I have been watching fashion from a slightly different angle lately. Not only the shows, the images, the campaigns, but the way people react to them. Something has changed in the relationship between the public, fashion and luxury. I am trying to understand where this change comes from, and above all

Where it may take us. Will fashion continue to live through faster and faster images, or will it need something deeper again: identity, recognition, craft, vision?

I do not think this is simply a disconnection between brands and consumers. It is not just a matter of sales either. What I see is a certain tiredness around fashion. Not everywhere, of course, but in part of the system. Some images feel already seen. Some collections seem to speak a language we know too well. The surprise, the desire, the sense of something truly recognizable, sometimes appear weaker than they used to be.

This is why many people now look at major fashion brands with more distance. They no longer want only the image, or the logo, or the atmosphere around a brand. They want to understand whether there is still a real identity behind a garment, a collection, a creative direction. Luxury is changing because the public is changing. People are no longer satisfied with belonging to a brand. They want something that feels closer to their own idea of themselves.

This was the starting point of my conversation with Giulia Allegretto.

Giulia’s first thought is very direct: today she sees less personality. Not because young people are not interested in fashion, but because many of them are caught inside the speed of social media. A detail appears, someone influential wears it, an image circulates, and suddenly it becomes a reference for everyone. Taste no longer comes only from fashion houses. It also comes from feeds, creators, trends, repeated images, small signals that move quickly and shape the way people dress.

She remembers a time when people seemed more different from one another. Some were elegant, some sporty, some informal, some eccentric. Today, many identities seem to pass through the same filters. They are easy to recognize, but not always truly personal.

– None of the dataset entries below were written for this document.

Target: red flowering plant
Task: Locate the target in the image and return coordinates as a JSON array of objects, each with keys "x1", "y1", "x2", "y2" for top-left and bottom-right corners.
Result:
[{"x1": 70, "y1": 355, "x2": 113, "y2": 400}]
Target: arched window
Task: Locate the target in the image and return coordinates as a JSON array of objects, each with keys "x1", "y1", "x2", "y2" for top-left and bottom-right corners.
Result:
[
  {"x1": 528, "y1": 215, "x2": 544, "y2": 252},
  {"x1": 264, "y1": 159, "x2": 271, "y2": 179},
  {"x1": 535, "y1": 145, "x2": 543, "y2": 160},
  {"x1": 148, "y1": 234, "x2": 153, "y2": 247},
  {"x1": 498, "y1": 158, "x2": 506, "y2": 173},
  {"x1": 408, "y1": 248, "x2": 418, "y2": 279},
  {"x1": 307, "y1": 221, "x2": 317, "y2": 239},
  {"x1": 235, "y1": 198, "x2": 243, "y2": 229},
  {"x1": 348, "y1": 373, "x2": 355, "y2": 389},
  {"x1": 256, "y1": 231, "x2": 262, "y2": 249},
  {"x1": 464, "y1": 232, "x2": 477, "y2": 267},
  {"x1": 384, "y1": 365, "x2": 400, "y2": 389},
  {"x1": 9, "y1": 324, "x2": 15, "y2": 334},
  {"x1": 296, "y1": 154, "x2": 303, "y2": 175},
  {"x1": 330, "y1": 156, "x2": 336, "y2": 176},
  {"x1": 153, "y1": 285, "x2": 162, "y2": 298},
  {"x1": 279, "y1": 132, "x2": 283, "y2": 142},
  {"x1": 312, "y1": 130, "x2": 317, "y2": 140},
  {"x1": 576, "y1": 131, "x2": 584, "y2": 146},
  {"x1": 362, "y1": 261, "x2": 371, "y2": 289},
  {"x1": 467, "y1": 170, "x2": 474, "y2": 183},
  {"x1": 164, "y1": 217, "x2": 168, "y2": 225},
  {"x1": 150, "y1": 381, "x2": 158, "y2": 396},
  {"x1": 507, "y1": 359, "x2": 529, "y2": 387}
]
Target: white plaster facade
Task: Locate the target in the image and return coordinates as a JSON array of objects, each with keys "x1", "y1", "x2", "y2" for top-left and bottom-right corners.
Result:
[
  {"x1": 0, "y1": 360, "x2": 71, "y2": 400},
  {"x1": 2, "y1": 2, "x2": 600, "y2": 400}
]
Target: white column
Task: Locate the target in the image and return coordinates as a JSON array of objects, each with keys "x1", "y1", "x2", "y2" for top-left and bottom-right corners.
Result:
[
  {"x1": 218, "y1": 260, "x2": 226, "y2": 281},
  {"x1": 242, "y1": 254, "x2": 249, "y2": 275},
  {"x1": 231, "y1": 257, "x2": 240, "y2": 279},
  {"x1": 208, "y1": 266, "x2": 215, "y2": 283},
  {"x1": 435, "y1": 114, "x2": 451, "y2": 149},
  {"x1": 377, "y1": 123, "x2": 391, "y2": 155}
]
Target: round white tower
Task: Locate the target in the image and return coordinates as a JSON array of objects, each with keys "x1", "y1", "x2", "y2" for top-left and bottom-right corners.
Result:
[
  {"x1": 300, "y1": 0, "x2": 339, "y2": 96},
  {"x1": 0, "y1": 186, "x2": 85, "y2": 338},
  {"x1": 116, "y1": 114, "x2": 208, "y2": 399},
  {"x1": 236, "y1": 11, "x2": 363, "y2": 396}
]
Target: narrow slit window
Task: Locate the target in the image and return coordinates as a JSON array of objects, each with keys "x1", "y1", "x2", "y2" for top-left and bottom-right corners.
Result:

For Giulia, this is the point: personal identity matters more than brand identity. A brand can have history, strength and visibility, but if the person wearing it has no real personality, everything remains on the surface. Clothes need someone capable of giving them life.

GALLERY

Click on the images to enlarge them.

 

WORK IN PROGRESS

Giulia also sent me some images of the work she is preparing for Pitti Immagine Uomo 110. They are not campaign images. They are not finished looks. They are pieces of a process: fabric, stitching, tailoring details, construction.

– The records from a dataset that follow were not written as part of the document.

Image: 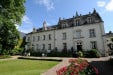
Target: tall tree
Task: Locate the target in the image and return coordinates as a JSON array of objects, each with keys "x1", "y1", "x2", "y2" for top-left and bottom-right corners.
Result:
[{"x1": 0, "y1": 0, "x2": 26, "y2": 54}]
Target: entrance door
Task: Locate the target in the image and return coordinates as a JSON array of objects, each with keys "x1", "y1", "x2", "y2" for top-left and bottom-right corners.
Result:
[{"x1": 77, "y1": 45, "x2": 82, "y2": 51}]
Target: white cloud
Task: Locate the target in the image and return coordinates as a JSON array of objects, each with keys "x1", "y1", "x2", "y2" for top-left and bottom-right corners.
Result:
[
  {"x1": 18, "y1": 15, "x2": 34, "y2": 33},
  {"x1": 105, "y1": 0, "x2": 113, "y2": 11},
  {"x1": 22, "y1": 15, "x2": 32, "y2": 24},
  {"x1": 97, "y1": 1, "x2": 106, "y2": 7},
  {"x1": 35, "y1": 0, "x2": 54, "y2": 11},
  {"x1": 97, "y1": 0, "x2": 113, "y2": 12}
]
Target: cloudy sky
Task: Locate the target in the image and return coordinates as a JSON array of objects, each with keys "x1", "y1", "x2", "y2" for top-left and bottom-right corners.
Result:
[{"x1": 19, "y1": 0, "x2": 113, "y2": 33}]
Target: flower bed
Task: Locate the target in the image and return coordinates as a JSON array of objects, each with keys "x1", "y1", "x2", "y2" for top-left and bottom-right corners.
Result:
[{"x1": 56, "y1": 58, "x2": 98, "y2": 75}]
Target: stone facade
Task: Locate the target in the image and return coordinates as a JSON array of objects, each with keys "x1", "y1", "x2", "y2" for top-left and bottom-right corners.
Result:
[{"x1": 26, "y1": 9, "x2": 106, "y2": 56}]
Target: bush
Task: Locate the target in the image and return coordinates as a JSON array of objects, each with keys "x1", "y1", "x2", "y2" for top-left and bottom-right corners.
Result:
[
  {"x1": 47, "y1": 51, "x2": 72, "y2": 57},
  {"x1": 0, "y1": 55, "x2": 11, "y2": 59},
  {"x1": 30, "y1": 51, "x2": 42, "y2": 56},
  {"x1": 83, "y1": 49, "x2": 100, "y2": 58},
  {"x1": 77, "y1": 51, "x2": 83, "y2": 57},
  {"x1": 11, "y1": 48, "x2": 23, "y2": 55}
]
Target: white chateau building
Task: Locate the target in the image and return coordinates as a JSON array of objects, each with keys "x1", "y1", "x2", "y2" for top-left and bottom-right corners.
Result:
[{"x1": 26, "y1": 9, "x2": 107, "y2": 56}]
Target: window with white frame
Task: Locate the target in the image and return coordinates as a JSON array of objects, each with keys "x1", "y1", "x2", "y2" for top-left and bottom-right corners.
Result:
[
  {"x1": 62, "y1": 32, "x2": 66, "y2": 40},
  {"x1": 33, "y1": 36, "x2": 35, "y2": 42},
  {"x1": 36, "y1": 44, "x2": 39, "y2": 50},
  {"x1": 37, "y1": 36, "x2": 40, "y2": 41},
  {"x1": 43, "y1": 35, "x2": 45, "y2": 40},
  {"x1": 27, "y1": 37, "x2": 30, "y2": 42},
  {"x1": 48, "y1": 44, "x2": 51, "y2": 50},
  {"x1": 91, "y1": 41, "x2": 97, "y2": 49},
  {"x1": 76, "y1": 30, "x2": 81, "y2": 38},
  {"x1": 88, "y1": 17, "x2": 92, "y2": 24},
  {"x1": 42, "y1": 44, "x2": 45, "y2": 50},
  {"x1": 63, "y1": 43, "x2": 67, "y2": 49},
  {"x1": 75, "y1": 19, "x2": 80, "y2": 26},
  {"x1": 48, "y1": 34, "x2": 51, "y2": 40},
  {"x1": 89, "y1": 29, "x2": 96, "y2": 37}
]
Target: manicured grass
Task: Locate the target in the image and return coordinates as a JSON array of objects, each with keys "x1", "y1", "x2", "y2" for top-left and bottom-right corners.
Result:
[{"x1": 0, "y1": 59, "x2": 59, "y2": 75}]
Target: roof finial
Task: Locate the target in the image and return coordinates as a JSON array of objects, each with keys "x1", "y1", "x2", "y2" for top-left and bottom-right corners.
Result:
[
  {"x1": 43, "y1": 20, "x2": 47, "y2": 30},
  {"x1": 76, "y1": 11, "x2": 78, "y2": 16},
  {"x1": 93, "y1": 8, "x2": 96, "y2": 14},
  {"x1": 59, "y1": 17, "x2": 61, "y2": 21}
]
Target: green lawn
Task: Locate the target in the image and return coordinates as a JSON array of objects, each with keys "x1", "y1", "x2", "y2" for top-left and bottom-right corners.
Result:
[{"x1": 0, "y1": 59, "x2": 59, "y2": 75}]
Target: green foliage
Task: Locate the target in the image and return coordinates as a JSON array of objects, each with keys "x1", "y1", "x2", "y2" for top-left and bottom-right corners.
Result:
[
  {"x1": 0, "y1": 55, "x2": 11, "y2": 59},
  {"x1": 11, "y1": 48, "x2": 23, "y2": 55},
  {"x1": 30, "y1": 51, "x2": 72, "y2": 57},
  {"x1": 77, "y1": 51, "x2": 83, "y2": 57},
  {"x1": 0, "y1": 0, "x2": 26, "y2": 54},
  {"x1": 83, "y1": 49, "x2": 100, "y2": 58},
  {"x1": 47, "y1": 51, "x2": 72, "y2": 57}
]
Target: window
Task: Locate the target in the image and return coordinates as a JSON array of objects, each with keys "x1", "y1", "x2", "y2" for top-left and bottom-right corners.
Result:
[
  {"x1": 63, "y1": 43, "x2": 67, "y2": 50},
  {"x1": 37, "y1": 36, "x2": 40, "y2": 41},
  {"x1": 27, "y1": 37, "x2": 30, "y2": 42},
  {"x1": 63, "y1": 33, "x2": 66, "y2": 40},
  {"x1": 32, "y1": 44, "x2": 34, "y2": 50},
  {"x1": 48, "y1": 44, "x2": 51, "y2": 50},
  {"x1": 76, "y1": 30, "x2": 81, "y2": 38},
  {"x1": 42, "y1": 44, "x2": 45, "y2": 50},
  {"x1": 43, "y1": 35, "x2": 45, "y2": 40},
  {"x1": 36, "y1": 44, "x2": 39, "y2": 50},
  {"x1": 33, "y1": 36, "x2": 35, "y2": 42},
  {"x1": 88, "y1": 17, "x2": 92, "y2": 24},
  {"x1": 62, "y1": 23, "x2": 68, "y2": 28},
  {"x1": 75, "y1": 19, "x2": 80, "y2": 26},
  {"x1": 89, "y1": 29, "x2": 96, "y2": 37},
  {"x1": 49, "y1": 34, "x2": 51, "y2": 40},
  {"x1": 91, "y1": 41, "x2": 97, "y2": 49}
]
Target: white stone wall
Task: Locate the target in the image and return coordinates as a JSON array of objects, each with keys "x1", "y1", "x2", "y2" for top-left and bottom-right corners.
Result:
[{"x1": 26, "y1": 22, "x2": 106, "y2": 55}]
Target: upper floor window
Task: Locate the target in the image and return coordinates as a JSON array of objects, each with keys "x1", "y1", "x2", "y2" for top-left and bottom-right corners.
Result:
[
  {"x1": 43, "y1": 35, "x2": 45, "y2": 40},
  {"x1": 37, "y1": 36, "x2": 40, "y2": 41},
  {"x1": 33, "y1": 36, "x2": 35, "y2": 42},
  {"x1": 27, "y1": 37, "x2": 30, "y2": 42},
  {"x1": 62, "y1": 32, "x2": 66, "y2": 40},
  {"x1": 62, "y1": 22, "x2": 68, "y2": 28},
  {"x1": 76, "y1": 30, "x2": 81, "y2": 38},
  {"x1": 91, "y1": 41, "x2": 97, "y2": 49},
  {"x1": 88, "y1": 17, "x2": 92, "y2": 24},
  {"x1": 89, "y1": 29, "x2": 96, "y2": 37},
  {"x1": 49, "y1": 34, "x2": 51, "y2": 40}
]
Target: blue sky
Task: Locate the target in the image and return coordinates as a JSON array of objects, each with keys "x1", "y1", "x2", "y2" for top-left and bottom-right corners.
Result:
[{"x1": 18, "y1": 0, "x2": 113, "y2": 33}]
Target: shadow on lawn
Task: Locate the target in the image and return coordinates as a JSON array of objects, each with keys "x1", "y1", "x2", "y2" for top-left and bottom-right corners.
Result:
[{"x1": 89, "y1": 60, "x2": 113, "y2": 75}]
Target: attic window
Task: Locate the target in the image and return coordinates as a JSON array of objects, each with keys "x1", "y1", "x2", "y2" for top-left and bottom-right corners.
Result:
[
  {"x1": 87, "y1": 17, "x2": 92, "y2": 24},
  {"x1": 75, "y1": 19, "x2": 80, "y2": 26},
  {"x1": 62, "y1": 23, "x2": 68, "y2": 28}
]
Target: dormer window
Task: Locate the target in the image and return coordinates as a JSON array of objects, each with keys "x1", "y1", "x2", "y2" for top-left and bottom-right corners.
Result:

These images say something that a finished photograph often hides. Before the look, before the styling, before communication, there is the hand. There is the material. There is time. Looking at these jackets while they are still being made, her idea of fashion becomes clearer. It is not only about drawing clothes. It is about giving shape to an intention through fabric, proportion and precision.

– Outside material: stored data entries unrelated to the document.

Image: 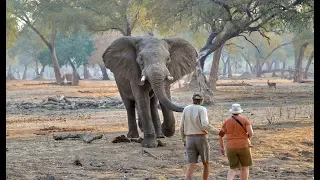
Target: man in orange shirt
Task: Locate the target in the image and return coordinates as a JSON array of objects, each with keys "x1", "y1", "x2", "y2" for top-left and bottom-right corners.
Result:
[{"x1": 219, "y1": 104, "x2": 254, "y2": 180}]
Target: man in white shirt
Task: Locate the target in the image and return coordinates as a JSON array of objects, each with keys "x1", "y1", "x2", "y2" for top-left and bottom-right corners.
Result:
[{"x1": 180, "y1": 93, "x2": 221, "y2": 180}]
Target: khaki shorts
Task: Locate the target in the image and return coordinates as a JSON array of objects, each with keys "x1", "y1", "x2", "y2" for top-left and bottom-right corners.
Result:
[
  {"x1": 185, "y1": 136, "x2": 209, "y2": 163},
  {"x1": 227, "y1": 147, "x2": 253, "y2": 169}
]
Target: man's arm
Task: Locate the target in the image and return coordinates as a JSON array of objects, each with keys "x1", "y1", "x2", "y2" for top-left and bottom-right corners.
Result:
[
  {"x1": 219, "y1": 136, "x2": 225, "y2": 155},
  {"x1": 200, "y1": 108, "x2": 220, "y2": 135},
  {"x1": 246, "y1": 124, "x2": 254, "y2": 137},
  {"x1": 179, "y1": 111, "x2": 186, "y2": 143},
  {"x1": 219, "y1": 123, "x2": 226, "y2": 155}
]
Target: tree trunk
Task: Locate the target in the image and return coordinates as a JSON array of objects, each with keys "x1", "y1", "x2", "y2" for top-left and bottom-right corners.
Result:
[
  {"x1": 239, "y1": 51, "x2": 253, "y2": 73},
  {"x1": 294, "y1": 42, "x2": 309, "y2": 82},
  {"x1": 222, "y1": 58, "x2": 227, "y2": 76},
  {"x1": 14, "y1": 68, "x2": 21, "y2": 79},
  {"x1": 245, "y1": 63, "x2": 249, "y2": 73},
  {"x1": 72, "y1": 70, "x2": 79, "y2": 86},
  {"x1": 8, "y1": 65, "x2": 13, "y2": 76},
  {"x1": 227, "y1": 56, "x2": 232, "y2": 78},
  {"x1": 199, "y1": 32, "x2": 218, "y2": 70},
  {"x1": 271, "y1": 61, "x2": 276, "y2": 77},
  {"x1": 67, "y1": 58, "x2": 81, "y2": 80},
  {"x1": 49, "y1": 32, "x2": 64, "y2": 84},
  {"x1": 83, "y1": 64, "x2": 90, "y2": 79},
  {"x1": 35, "y1": 60, "x2": 40, "y2": 76},
  {"x1": 22, "y1": 65, "x2": 28, "y2": 80},
  {"x1": 275, "y1": 59, "x2": 280, "y2": 69},
  {"x1": 7, "y1": 65, "x2": 16, "y2": 80},
  {"x1": 256, "y1": 58, "x2": 262, "y2": 77},
  {"x1": 303, "y1": 49, "x2": 314, "y2": 79},
  {"x1": 40, "y1": 65, "x2": 46, "y2": 78},
  {"x1": 209, "y1": 46, "x2": 223, "y2": 91},
  {"x1": 22, "y1": 19, "x2": 62, "y2": 83},
  {"x1": 99, "y1": 64, "x2": 110, "y2": 80}
]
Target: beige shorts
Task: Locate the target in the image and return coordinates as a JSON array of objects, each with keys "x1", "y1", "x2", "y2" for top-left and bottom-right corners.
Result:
[{"x1": 185, "y1": 136, "x2": 209, "y2": 163}]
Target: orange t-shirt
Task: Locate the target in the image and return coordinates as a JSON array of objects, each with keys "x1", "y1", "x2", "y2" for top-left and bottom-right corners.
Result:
[{"x1": 222, "y1": 115, "x2": 251, "y2": 148}]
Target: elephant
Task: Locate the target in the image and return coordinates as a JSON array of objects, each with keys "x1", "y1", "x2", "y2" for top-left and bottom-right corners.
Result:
[{"x1": 102, "y1": 36, "x2": 197, "y2": 148}]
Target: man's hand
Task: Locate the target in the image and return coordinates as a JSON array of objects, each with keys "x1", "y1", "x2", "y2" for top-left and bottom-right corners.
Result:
[{"x1": 220, "y1": 148, "x2": 225, "y2": 155}]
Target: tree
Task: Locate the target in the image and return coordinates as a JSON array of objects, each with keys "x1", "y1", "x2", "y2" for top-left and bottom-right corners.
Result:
[
  {"x1": 36, "y1": 48, "x2": 52, "y2": 78},
  {"x1": 88, "y1": 31, "x2": 123, "y2": 80},
  {"x1": 303, "y1": 49, "x2": 313, "y2": 79},
  {"x1": 292, "y1": 30, "x2": 313, "y2": 82},
  {"x1": 6, "y1": 3, "x2": 18, "y2": 49},
  {"x1": 55, "y1": 31, "x2": 95, "y2": 79},
  {"x1": 66, "y1": 0, "x2": 149, "y2": 79},
  {"x1": 8, "y1": 28, "x2": 45, "y2": 78},
  {"x1": 9, "y1": 0, "x2": 90, "y2": 83},
  {"x1": 72, "y1": 0, "x2": 145, "y2": 36},
  {"x1": 149, "y1": 0, "x2": 313, "y2": 98}
]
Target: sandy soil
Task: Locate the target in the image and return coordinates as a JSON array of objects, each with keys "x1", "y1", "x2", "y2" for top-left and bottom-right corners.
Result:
[{"x1": 6, "y1": 79, "x2": 314, "y2": 179}]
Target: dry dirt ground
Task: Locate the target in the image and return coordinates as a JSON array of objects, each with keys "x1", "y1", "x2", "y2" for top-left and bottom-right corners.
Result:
[{"x1": 6, "y1": 79, "x2": 314, "y2": 180}]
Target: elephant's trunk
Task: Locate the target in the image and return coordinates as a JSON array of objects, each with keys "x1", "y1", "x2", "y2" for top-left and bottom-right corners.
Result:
[{"x1": 147, "y1": 66, "x2": 184, "y2": 112}]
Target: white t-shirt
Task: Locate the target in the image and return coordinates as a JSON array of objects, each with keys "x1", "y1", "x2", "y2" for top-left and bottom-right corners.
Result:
[{"x1": 179, "y1": 104, "x2": 220, "y2": 142}]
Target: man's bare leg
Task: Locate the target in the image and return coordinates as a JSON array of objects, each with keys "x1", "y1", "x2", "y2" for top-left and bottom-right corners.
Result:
[
  {"x1": 241, "y1": 166, "x2": 249, "y2": 180},
  {"x1": 186, "y1": 163, "x2": 196, "y2": 180},
  {"x1": 227, "y1": 168, "x2": 238, "y2": 180},
  {"x1": 203, "y1": 162, "x2": 210, "y2": 180}
]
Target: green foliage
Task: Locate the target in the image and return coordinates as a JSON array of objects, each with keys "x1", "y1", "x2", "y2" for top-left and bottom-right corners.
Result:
[
  {"x1": 6, "y1": 3, "x2": 18, "y2": 49},
  {"x1": 8, "y1": 28, "x2": 44, "y2": 60},
  {"x1": 38, "y1": 31, "x2": 94, "y2": 66},
  {"x1": 36, "y1": 31, "x2": 95, "y2": 68},
  {"x1": 56, "y1": 31, "x2": 95, "y2": 67},
  {"x1": 71, "y1": 0, "x2": 146, "y2": 35},
  {"x1": 37, "y1": 48, "x2": 52, "y2": 67}
]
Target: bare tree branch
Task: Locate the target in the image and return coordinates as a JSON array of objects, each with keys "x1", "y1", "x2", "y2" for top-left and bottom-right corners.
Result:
[
  {"x1": 262, "y1": 41, "x2": 292, "y2": 61},
  {"x1": 224, "y1": 43, "x2": 244, "y2": 49},
  {"x1": 88, "y1": 27, "x2": 126, "y2": 35},
  {"x1": 130, "y1": 11, "x2": 140, "y2": 31},
  {"x1": 247, "y1": 0, "x2": 305, "y2": 31},
  {"x1": 257, "y1": 30, "x2": 271, "y2": 44},
  {"x1": 238, "y1": 51, "x2": 253, "y2": 72},
  {"x1": 238, "y1": 35, "x2": 262, "y2": 56},
  {"x1": 13, "y1": 13, "x2": 52, "y2": 49}
]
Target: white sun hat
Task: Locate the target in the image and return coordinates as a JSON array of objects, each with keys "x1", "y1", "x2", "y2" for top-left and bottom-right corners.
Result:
[{"x1": 229, "y1": 103, "x2": 244, "y2": 114}]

Giulia has grown in a real working environment, close to experience, manual skill and personal vision. Beside her father, Tito Allegretto, she has developed her eye, her sensitivity, and that ability to turn a simple detail into something recognizable.

When she talks about her father, her voice changes. She does not describe him only as a master, but almost as a way of seeing things. Watching him work, she says, means understanding that everything starts from the fabric, from the cut, from the fit, from the ability to make something apparently simple become special.

Her path seems clear: doing things in her own way, following instinct, heart and personal taste, without adapting too much to what everyone else is doing. Only like this, she says, can something personal be built.

The word that remains is countercurrent.

For Giulia, elegance has nothing to do with showing off. Elegance means staying close to who you are. It means communicating something without disappearing into the crowd. Sometimes very little is enough: a detail, a gesture, a small difference. It does not need to shout. It needs to be recognizable.

Her idea of fashion goes against the speed of the moment. She is not looking for noise, spectacle or immediate effect. She is interested in clothes that people can feel, recognize and wear with care.

Style, for her, is not simply being fashionable. It is personality, identity and passion. It is the choice not to do exactly what everyone else is doing.

Not perfect. Not loud. But recognizable.

When she imagines fashion that can last over time, she thinks of something essential, well made, coherent, not trapped inside the trend of the moment. A way of working where quality matters more than quantity.

And when she has to sum up her vision in three words, she chooses: essential, coherent, authentic.

Three simple words that, today, sound almost like a position.